約1割の大学生は講義のノートを取らない。予定を手帳などに書く習慣のない大学生は2割強。「書く」ことが習慣化されていない学生が一定数いる。そうした書かない人たちは新聞や本などの文字情報もあまり読まず、日本語の読解能力が劣っていた。
応用脳科学コンソーシアムが東京大学、日本紙パルプ商事、日本漢字検定協会などと共同で、手書きのよさを科学的に検証する目的で発足した「手書き価値研究会」は、大学生、大学院生、短大生を含む18歳から29歳の学生1062人を対象に「書字と読書における使用メディアについてのアンケート」を実施したところ、大学の講義内容を一切記録しない人は10パーセント、日常的な予定を紙または電子機器に一切記入しない人は24パーセントいることがわかった。
また、新聞や雑誌などを普段読まない人は20パーセント。紙の本を読むと答えた人も、1日の読書時間は40分程度だった。紙、電子を問わず専門書や教科書を普段から読むという人も38パーセントにとどまり、同研究会は「高等教育に必要な学習時間が十分に確保されているとは言い難い」と懸念を表している。同時に、新聞、雑誌、本を普段よく読む人は、日常的にいろいろな場面で文字を書く傾向があり、読むことと書くこととの高い関連性が示された。

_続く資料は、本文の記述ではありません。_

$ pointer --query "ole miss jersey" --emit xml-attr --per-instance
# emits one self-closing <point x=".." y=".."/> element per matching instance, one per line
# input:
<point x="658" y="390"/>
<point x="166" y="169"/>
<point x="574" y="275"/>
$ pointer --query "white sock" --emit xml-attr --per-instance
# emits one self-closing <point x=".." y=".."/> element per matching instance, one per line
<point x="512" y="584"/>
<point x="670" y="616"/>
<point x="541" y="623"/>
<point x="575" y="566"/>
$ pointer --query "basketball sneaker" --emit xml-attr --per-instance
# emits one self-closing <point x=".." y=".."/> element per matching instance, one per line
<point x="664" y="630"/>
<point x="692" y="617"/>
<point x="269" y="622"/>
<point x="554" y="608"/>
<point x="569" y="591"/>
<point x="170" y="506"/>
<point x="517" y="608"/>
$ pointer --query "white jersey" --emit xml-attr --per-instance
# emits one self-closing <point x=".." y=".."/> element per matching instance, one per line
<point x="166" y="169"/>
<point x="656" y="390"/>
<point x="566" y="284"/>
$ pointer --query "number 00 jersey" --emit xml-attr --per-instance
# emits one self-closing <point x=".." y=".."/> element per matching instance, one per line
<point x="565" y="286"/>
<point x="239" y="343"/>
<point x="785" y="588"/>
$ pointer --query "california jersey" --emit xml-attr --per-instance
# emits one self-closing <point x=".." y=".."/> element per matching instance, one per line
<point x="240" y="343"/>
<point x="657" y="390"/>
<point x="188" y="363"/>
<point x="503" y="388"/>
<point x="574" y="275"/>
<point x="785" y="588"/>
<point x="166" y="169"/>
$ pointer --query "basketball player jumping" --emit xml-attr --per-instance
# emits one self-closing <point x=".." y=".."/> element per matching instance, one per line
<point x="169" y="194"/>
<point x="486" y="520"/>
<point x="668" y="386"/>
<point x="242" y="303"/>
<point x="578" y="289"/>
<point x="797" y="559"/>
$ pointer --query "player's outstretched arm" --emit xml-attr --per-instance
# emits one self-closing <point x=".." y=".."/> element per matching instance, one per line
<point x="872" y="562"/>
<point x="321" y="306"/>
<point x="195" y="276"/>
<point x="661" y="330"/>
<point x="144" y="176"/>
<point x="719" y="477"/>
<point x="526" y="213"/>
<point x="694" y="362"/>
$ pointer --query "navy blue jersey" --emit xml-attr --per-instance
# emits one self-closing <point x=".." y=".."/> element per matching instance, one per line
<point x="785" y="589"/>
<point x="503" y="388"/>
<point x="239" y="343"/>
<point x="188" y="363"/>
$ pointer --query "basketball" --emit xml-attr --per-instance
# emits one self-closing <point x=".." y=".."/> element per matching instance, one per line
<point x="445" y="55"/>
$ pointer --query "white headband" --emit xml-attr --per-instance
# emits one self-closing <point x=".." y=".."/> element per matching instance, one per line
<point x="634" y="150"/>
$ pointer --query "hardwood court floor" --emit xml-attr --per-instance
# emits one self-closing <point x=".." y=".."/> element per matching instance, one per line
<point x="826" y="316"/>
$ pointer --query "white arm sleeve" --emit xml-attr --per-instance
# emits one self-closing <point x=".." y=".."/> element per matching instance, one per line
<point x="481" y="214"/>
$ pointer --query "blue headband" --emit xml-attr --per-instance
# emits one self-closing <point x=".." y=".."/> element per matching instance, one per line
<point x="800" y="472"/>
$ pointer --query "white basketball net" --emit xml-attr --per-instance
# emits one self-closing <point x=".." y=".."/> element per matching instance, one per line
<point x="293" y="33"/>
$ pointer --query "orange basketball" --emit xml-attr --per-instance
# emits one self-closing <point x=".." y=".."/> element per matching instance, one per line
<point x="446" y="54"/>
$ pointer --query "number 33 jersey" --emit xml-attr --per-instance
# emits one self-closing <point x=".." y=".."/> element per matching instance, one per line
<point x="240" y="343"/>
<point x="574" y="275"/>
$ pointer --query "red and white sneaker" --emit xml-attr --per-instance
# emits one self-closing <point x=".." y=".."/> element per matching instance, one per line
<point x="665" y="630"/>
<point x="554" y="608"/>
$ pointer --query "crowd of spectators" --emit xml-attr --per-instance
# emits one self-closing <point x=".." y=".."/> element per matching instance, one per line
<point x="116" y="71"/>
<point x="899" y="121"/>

心配なのは、読まない書かないことによる能力の低下だ。アンケート参加者の読解力を評価するため、日本漢字検定協会の準2級の国語問題を解いてもらったところ、講義のノートを取る人、本や新聞をよく読む人のほうが、それらをしない人にくらべて成績が高かった。このことから、「日常的なメモの取り方や読書習慣は、文章の読解力や論理的な思考力に関係する」ことが明確に示されたという。

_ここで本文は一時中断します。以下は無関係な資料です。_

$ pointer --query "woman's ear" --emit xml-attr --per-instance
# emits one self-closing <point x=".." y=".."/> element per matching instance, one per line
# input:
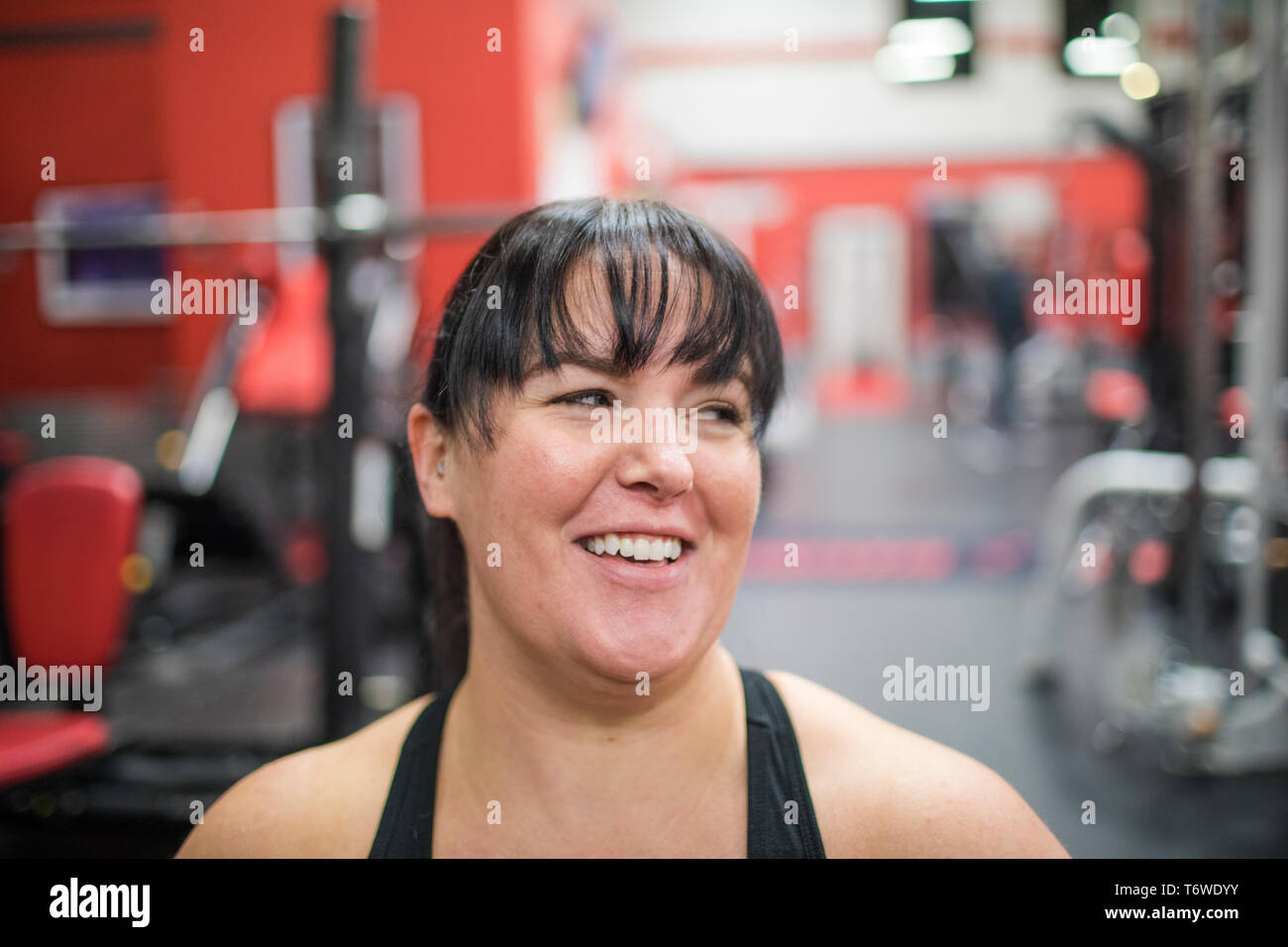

じつは、人間の脳の言語野では、入力された言語情報、つまり読んだ文字情報が記憶の参照と想像を経て「構造化」される。構造化されることで、その情報を理解したり推論ができるようになるのだ。さらに、そこから適切な表現で出力、つまり書くこともできるようになる。読むことと書くことは、言語野で連動しているということだ。ここを使わなくなると、文字情報の理解や表現が難しくなる。論理的思考力が低下するわけだ。
今回は大学生を中心とした調査だったが、読み書きの習慣は高校生までの学習経験が反映されていると考えられると手書き価値研究会は指摘している。それより何より、本の面白さを知らずに育つとは、もったいないことだ。